I can't say for sure why you have that LED glow. Typically that is due to deliberate power leakage through switched hot for a switch that doesn't require neutral. However, this switch requires neutral and you have described a wiring installation where it gets neutral. So the mystery remains. But you have bigger problems.

The neutral/hot/switched hot need to be together. Not going to immediately cause a big problem in your current (pun intended) setup because LEDs don't use much power, but definitely against code and not good long-term. In addition, you very likely have a color-coding problem.

Here are the key things:

  • Neutral must run together with the other wires of the circuit. In some cases you don't need neutral - that's why your switch loop didn't have it. New code requires neutral at switches to take care of this problem, but old wiring is grandfathered. Grandfathered wiring takes care of the code issue until you actually need the neutral! So for this setup, you either need a new 14/3 cable to replace the 14/2 (so you can get the correct neutral) or you need a switch that doesn't require neutral.
  • Wherever you do get neutral, it must be white or gray (or grey). Based on your description, you very likely repurposed an unused red or black wire to be neutral. You are permitted to use a white wire in a cable as hot or switched hot under limited circumstances, but you can't use a colored wire as neutral.

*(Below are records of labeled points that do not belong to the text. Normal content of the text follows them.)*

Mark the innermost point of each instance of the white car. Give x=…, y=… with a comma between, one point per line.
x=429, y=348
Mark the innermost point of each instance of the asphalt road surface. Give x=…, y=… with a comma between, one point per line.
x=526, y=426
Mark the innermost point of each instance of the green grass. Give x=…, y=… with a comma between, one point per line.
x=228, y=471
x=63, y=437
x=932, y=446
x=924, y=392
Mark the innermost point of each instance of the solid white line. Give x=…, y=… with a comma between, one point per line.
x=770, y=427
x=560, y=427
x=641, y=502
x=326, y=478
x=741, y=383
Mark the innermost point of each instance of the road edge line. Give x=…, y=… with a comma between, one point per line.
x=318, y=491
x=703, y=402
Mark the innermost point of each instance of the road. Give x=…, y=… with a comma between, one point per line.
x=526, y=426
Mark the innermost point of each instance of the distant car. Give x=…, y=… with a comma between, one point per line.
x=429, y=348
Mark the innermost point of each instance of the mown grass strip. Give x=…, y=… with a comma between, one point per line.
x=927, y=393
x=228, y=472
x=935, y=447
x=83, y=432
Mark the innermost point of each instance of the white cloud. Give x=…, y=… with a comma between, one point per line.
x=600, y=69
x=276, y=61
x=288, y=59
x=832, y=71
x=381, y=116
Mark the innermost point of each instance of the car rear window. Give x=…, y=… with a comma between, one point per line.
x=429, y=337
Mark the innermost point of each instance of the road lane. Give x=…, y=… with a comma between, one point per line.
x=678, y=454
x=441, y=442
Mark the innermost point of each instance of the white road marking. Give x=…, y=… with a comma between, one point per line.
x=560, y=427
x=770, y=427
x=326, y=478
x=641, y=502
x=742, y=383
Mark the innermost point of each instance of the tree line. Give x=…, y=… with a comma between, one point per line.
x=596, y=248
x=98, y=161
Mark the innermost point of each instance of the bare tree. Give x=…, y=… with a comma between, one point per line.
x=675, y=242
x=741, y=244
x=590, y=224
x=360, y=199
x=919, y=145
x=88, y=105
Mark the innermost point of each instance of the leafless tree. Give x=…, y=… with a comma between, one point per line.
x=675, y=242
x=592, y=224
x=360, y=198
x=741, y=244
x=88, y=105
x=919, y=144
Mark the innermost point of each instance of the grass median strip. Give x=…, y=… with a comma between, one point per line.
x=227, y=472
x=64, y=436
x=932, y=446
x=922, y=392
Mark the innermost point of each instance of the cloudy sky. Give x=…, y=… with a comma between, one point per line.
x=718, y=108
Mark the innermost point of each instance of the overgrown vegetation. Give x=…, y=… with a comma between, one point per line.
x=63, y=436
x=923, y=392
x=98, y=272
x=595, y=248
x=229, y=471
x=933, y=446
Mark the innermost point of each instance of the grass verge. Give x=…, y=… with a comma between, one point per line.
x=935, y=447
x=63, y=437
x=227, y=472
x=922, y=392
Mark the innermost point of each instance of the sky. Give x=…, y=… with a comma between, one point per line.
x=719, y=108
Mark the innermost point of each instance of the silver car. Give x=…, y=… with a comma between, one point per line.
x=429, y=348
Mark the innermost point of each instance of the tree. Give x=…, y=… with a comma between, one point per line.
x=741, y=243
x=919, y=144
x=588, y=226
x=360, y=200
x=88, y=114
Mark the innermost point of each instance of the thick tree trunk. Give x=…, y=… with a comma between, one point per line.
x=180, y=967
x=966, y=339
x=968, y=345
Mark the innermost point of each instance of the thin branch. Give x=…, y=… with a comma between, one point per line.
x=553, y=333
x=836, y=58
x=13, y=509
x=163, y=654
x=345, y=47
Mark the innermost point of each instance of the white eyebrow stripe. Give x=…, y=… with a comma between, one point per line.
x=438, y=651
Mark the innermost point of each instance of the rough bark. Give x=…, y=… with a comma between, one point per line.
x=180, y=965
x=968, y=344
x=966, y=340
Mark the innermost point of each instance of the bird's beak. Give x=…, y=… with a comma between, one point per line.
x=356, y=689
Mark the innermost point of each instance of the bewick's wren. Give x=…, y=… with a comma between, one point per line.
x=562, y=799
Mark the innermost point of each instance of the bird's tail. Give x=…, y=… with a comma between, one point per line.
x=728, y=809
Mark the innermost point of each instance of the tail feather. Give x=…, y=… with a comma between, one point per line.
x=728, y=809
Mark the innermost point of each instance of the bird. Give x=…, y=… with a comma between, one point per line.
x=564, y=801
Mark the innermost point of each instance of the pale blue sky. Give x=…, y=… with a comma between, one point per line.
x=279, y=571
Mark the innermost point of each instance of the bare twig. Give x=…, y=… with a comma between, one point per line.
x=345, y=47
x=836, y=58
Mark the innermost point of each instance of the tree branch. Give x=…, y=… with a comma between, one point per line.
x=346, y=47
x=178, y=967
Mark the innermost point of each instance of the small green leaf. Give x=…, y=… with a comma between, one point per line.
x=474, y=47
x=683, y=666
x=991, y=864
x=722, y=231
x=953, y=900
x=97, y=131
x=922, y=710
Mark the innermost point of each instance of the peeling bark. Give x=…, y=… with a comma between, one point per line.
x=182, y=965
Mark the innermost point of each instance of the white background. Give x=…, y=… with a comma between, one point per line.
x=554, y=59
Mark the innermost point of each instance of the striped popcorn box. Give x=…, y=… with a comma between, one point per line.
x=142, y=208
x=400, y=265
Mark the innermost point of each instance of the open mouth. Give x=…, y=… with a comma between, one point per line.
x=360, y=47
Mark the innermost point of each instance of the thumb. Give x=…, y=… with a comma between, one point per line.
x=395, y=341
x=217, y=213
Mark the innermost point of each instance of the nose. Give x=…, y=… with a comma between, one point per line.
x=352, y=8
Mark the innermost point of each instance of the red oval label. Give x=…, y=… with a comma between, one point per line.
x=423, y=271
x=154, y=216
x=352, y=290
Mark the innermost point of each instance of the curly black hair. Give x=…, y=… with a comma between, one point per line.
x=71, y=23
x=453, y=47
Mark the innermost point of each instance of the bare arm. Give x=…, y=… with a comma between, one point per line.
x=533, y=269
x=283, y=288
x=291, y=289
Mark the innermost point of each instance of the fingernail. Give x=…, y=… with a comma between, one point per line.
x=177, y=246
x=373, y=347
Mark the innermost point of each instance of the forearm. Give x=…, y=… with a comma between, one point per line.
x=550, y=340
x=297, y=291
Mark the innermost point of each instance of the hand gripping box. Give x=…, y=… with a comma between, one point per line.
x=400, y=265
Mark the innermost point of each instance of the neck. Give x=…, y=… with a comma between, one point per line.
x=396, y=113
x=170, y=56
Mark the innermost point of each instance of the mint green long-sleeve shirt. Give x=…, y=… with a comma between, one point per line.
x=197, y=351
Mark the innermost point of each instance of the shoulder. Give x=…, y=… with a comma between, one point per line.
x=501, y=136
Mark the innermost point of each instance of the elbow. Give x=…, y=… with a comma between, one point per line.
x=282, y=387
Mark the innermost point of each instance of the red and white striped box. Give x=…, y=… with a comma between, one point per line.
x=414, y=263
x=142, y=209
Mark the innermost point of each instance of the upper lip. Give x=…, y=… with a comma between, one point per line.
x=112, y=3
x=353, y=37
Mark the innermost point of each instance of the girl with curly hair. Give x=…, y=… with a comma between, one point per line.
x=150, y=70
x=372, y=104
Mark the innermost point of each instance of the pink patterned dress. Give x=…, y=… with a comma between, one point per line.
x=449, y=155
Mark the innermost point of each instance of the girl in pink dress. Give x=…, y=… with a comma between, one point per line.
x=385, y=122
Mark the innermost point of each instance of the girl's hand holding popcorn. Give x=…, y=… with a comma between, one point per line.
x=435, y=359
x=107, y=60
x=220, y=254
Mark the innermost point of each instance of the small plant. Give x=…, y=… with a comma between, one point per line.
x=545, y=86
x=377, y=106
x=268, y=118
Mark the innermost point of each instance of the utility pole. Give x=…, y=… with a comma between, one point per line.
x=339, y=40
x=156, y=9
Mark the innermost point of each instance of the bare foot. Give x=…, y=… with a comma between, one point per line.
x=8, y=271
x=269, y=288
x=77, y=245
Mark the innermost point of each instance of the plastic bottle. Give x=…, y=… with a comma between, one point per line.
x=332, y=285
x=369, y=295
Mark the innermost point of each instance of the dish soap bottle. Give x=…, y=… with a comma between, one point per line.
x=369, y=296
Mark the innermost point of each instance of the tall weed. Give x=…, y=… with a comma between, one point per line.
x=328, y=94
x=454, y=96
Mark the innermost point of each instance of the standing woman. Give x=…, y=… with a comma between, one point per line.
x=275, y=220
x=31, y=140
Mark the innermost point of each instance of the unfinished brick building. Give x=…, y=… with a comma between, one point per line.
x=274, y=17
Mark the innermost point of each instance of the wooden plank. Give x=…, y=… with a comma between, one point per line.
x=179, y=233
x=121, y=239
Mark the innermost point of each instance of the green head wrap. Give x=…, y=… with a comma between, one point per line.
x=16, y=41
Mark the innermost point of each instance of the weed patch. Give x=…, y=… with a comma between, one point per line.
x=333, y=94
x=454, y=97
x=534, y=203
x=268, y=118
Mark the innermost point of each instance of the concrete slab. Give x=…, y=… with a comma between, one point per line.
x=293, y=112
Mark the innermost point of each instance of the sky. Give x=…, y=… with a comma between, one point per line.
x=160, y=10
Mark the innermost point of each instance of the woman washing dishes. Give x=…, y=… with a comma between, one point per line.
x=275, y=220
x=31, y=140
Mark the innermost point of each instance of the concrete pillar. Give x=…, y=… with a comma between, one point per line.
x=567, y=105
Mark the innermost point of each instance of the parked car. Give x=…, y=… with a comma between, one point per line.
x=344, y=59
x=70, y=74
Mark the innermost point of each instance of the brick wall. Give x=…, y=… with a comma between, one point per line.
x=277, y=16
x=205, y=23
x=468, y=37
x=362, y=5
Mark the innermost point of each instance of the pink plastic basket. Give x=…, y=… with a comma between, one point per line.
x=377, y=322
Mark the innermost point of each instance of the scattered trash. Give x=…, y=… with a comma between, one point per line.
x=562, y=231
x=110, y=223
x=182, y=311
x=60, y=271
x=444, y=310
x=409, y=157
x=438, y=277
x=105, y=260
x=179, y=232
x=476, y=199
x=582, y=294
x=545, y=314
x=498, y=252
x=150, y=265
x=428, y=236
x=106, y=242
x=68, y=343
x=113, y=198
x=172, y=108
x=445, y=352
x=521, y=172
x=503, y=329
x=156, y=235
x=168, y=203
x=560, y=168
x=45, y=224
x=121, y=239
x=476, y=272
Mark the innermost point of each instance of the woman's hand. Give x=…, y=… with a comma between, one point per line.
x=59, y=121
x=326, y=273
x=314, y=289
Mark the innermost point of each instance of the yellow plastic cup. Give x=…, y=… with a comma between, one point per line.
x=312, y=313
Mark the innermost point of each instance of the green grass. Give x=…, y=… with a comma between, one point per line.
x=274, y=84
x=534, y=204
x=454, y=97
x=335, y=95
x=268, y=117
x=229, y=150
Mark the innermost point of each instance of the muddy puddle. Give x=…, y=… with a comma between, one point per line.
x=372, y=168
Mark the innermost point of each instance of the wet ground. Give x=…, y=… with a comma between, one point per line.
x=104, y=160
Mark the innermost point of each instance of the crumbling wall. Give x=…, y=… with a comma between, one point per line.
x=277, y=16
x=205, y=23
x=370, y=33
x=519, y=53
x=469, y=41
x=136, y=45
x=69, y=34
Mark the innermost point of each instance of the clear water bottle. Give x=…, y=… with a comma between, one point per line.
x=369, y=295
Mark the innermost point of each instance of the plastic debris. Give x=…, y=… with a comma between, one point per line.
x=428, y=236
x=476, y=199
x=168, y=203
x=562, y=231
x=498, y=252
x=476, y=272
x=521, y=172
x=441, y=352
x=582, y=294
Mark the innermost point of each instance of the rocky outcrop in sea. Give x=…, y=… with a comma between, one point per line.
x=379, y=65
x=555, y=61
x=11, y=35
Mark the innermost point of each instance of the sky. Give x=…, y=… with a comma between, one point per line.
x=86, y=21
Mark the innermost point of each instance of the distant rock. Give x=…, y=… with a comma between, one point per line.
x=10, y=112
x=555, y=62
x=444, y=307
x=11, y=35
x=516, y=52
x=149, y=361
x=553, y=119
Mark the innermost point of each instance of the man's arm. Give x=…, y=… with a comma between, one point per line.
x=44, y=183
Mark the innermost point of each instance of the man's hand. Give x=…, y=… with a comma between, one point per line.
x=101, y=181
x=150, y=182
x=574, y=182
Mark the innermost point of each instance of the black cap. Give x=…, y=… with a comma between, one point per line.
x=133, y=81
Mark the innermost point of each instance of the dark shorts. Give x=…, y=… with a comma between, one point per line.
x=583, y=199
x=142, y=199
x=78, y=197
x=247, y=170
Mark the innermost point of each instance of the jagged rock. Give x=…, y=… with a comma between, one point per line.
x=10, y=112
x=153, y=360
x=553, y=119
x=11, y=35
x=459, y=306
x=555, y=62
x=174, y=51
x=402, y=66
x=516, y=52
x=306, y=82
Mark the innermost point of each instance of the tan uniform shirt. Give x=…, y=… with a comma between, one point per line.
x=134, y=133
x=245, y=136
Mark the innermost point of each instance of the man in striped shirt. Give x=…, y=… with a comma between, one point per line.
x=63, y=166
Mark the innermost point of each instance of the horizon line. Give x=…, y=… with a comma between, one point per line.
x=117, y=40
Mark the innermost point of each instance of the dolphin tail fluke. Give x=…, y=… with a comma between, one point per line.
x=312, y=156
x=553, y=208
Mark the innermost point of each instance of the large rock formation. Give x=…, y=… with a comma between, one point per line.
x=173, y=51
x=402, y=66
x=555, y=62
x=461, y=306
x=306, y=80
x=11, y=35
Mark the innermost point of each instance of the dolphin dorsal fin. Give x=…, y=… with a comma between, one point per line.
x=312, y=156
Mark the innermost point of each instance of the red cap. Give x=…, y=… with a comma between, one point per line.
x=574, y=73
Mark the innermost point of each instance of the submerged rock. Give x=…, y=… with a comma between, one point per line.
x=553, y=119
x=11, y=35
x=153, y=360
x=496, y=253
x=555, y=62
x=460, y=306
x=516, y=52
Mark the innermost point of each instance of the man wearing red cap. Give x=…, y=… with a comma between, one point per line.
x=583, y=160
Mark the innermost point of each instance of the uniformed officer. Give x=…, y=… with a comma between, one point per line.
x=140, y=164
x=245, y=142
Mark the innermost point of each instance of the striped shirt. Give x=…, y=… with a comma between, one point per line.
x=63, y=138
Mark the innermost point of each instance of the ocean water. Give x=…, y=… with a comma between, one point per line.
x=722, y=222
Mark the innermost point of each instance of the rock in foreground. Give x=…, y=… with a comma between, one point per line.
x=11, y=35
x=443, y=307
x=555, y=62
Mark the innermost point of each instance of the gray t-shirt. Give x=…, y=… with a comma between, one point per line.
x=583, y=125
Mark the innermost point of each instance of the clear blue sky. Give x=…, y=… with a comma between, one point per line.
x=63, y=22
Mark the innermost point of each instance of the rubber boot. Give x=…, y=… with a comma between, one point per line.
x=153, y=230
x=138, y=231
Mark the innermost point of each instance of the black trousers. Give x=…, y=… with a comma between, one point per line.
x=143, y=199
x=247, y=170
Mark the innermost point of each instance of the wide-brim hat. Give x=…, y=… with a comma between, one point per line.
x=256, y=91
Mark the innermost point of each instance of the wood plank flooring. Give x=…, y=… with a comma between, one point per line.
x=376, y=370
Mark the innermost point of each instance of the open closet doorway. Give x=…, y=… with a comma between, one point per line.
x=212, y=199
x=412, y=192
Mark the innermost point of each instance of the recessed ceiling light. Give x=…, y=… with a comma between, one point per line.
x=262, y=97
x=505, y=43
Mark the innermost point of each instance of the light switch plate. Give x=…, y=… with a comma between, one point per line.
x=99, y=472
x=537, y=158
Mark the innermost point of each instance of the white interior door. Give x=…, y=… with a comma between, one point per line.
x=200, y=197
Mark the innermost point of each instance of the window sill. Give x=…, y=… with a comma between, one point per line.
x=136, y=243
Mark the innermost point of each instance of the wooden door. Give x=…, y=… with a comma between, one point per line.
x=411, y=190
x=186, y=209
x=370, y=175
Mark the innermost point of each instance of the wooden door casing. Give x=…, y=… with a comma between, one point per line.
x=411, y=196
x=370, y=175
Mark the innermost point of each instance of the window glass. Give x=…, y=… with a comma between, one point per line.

Part of the problem is that historically dimmers, timers, etc. would leak current through switched hot to power themselves. That works great with incandescent lights. With LEDs, that results in either a glow or (even worse) blinking. The solutions are:

  • Battery - You have to change it periodically.
  • Neutral - You have to get a neutral in the right place (as you found out the hard way). Which is why code now mandates neutral in switch boxes.
  • Ground - Permitted under limited circumstances when designed properly and approved.

End result: You may need a different switch. But if the switch (this one if the problem can be fixed, or another one) needs neutral, then you will need a new cable - you can't grab a neutral from elsewhere, even though it is on the same breaker/circuit.